Four months after the Allies landed in Normandy on June 6, 1944, the Germans had been driven from most of northern France. Then one sector of the advance stalled in front of massive fortifications at and near Metz in northeastern France, about 30 miles from the German border. After a month of preparation, the US Third Army crossed the Moselle River on Nov. 9 in an offensive aimed at taking Metz. Eighth Air Force B-17s of the 452d Bombardment Group based at Deopham Green, England, were called on to support the offensive by blasting forts at Metz and Thionville.
One of the group’s bombers, a B-17G named Lady Janet, was piloted by 21-year-old 1st Lt. Donald Gott, flying his 27th mission since joining the 452d in early August. His copilot, 2d Lt. William Metzger, a year older than Gott, had been with the group about a month.
That day, as was often the case, weather in the UK was foul and was even worse over the target area. Unable to bomb its primary targets, the 452d was diverted to a secondary–the marshaling yards at Saarbruecken, Germany, some 40 miles east of Metz. Shortly before reaching that city, the group was hammered by a barrage of flak.
Two B-17s went down, and three of Lady Janet’s engines took direct hits. No. 1 caught fire; its propeller couldn’t be feathered. No. 2 was smoking heavily and losing power. No. 4 was sheathed in flame that streamed back to the tail. The intercom was knocked out, flares had been ignited, hydraulic fluid was gushing from damaged lines, the flight engineer was wounded in the leg, and one of the radio operator’s arms had been severed below the elbow.

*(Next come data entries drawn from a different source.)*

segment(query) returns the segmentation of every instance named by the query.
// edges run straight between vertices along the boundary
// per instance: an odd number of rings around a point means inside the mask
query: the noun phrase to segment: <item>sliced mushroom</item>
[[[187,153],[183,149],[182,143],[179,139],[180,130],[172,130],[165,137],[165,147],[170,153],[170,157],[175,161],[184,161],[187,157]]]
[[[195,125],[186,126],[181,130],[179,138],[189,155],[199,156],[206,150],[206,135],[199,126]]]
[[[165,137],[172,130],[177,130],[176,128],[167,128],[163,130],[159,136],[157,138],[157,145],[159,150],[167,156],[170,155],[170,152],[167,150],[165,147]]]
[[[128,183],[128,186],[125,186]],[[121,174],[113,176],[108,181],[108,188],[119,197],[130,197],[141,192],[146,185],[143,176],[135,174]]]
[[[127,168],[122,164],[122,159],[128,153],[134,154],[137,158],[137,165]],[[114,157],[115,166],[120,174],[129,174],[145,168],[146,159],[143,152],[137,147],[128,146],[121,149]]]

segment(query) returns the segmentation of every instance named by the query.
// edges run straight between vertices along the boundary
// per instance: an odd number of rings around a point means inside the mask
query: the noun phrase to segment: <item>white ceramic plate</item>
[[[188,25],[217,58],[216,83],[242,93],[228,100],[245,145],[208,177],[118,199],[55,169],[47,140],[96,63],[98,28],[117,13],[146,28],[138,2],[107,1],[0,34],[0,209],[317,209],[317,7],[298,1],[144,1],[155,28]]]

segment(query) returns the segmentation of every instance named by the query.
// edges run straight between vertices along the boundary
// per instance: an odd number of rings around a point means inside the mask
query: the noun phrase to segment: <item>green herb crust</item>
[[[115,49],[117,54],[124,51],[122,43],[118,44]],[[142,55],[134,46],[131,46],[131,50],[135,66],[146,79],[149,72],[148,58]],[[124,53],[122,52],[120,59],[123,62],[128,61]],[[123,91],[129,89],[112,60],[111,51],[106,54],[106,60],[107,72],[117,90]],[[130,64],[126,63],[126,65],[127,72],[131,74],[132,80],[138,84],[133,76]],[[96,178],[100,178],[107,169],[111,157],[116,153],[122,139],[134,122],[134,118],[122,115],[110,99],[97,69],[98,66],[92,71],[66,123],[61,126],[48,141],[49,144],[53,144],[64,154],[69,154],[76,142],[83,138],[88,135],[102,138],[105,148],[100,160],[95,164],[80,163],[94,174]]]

While Gott fought to control the crippled B-17, copilot Metzger left his seat to apply a tourniquet to the unconscious radio operator’s arm. Returning to the cockpit, he told Gott that the man probably could not survive a bailout over enemy country, where medical aid might be long in coming. In any event, they had no static line that would pull the ripcord if he were dropped from the doomed aircraft.
They decided to jettison their bombs, turn back toward friendly territory only a few miles to the west, and there order the able members of the crew to bail out. Rather than abandon the gravely wounded radio operator, Gott and Metzger would attempt a crash landing.
With two engines afire and a third running intermittently at reduced power, keeping Lady Janet airborne for the few minutes needed to reach the Allied lines was a dicey proposition. Their worst worry, however, was an explosion. The right wing was engulfed in flame, and hydraulic fluid had been ignited in the fuselage by the burning flares. Nevertheless, Gott and Metzger had agreed not to abandon the radio operator, and they were prepared to live or die with that decision.
Despite the beating it had taken, the tough Boeing Fortress held together until they were over liberated France once more. Gott told Metzger to go through the aircraft and tell each crew member to bail out. Two had already jumped. The others were ready to go except one gunner, whose chute had been torn by flak. Metzger gave the man his own chute and joined Gott on the flight deck.
As they broke through the clouds, Gott saw an open field and turned into it. There was no time to search for an ideal crash site. With only one engine operating normally, he and Metzger started their approach. Both men knew that the impact of a crash landing would likely rupture the overstressed tanks in the flame-enshrouded right wing with the result totally predictable. But the war had seen many miracles. Maybe this was their day.
It was not. Witnesses said that at about 100 feet the bomber exploded. There were no survivors.
Gott and Metzger were awarded the Medal of Honor posthumously. The citations for both ended with these words: “[His] loyalty to his crew … and his deed of knowingly performing what may have been his last service to his country were an example of valor at its highest.” By their self-sacrifice for a fellow airman, two heroic young pilots added another strand to the seamless web of Air Force tradition.
Published June 1989. For presentation on this web site, some Valor articles have been amended for accuracy.